Taking a somewhat different tack, the tax practitioners fire a salvo at the MTC for failing to address the dormant Commerce Clause in its amicus brief. There is a good reason for that: our brief addressed the application of the law to the facts of the case. The taxpayer did not suggest that the taxation of non-resident LLC owners on their capital gains raised any “structural concerns” affecting the economy generally. Massachusetts’ law at the relevant time only imposed tax on non-resident LLC owners’ capital gains if the LLC had more than 50% of its property and payroll within the state. The state also provided a tax credit for its own residents for taxes paid to other states on a source-basis. The state’s tax structure therefore met the internal consistency test, as no income would have been subject to double taxation if every state adopted an identical tax system. See Wynne. And, where the Appellate Tax Board found that the great majority of the capital gain was attributable to activities that occurred in Massachusetts (where almost all of the LLC’s property and payroll were located) the tax imposition met the external consistency test as well.

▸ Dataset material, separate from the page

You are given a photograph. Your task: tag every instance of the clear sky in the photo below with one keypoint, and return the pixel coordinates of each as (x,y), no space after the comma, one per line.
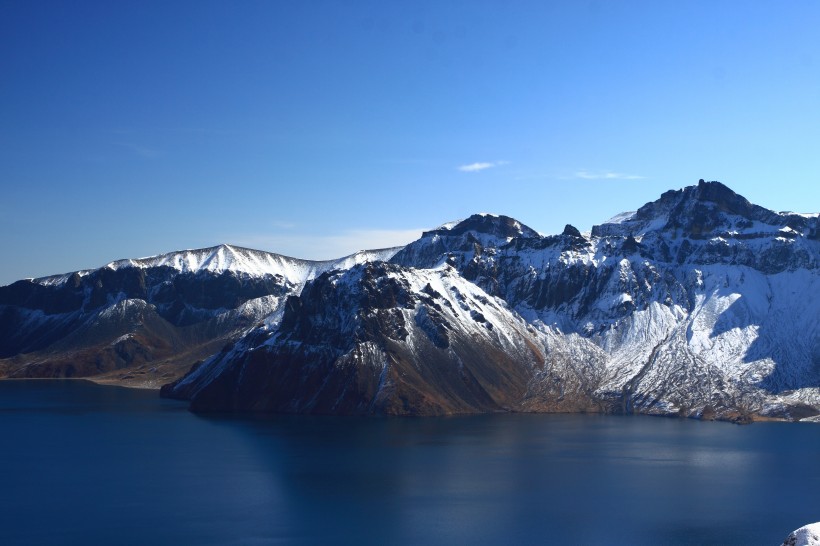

Which brings us to the tax practitioners’ most puzzling argument: “some income must be sourced by constitutional rules because it cannot easily be said to have been ‘earned’ in any particular location and that each state must allow other states their own sovereignty to tax—or not tax—the income properly sourced under those rules.” We read the passage as suggesting that one state’s choice to tax non-residents’ income on a source basis interferes with other states’ choice as sovereigns to tax their own residents on all (or none) of their income. These are policy issues that are not currently before the Massachusetts Supreme Judicial Court in VAS. We don’t agree of course that the gain in VAS “cannot easily be said” to have its source in the LLC’s activities undertaken in Massachusetts. But to the extent there might be situations in which one state must yield to the policy choices of another as a constitutional matter (See Mobil, above), it is not at all clear that it is the source-state that would be required to yield. And any such rule would only add to what the late Justice Scalia described as the “bestiary of ad hoc tests” under the “Imaginary Commerce Clause.”
In summary, while the Supreme Court has never ruled on the specific issue presented in the VAS case, it has upheld state taxes on intangibles with a situs in the state (Whitney, 1937) and state taxes on shareholders distributions—to be withheld by the corporation (J.C. Penney, 1940) and International Harvester, 1944), and has also said that there is no difference between capital gains and other types of income for purposes of applying constitutional principles (Allied Signal, 1992). Accordingly, we are confident that these long-established precedents have charted a clear course for the Massachusetts Supreme Judicial Court to steer in upholding the state’s taxing authority in this matter.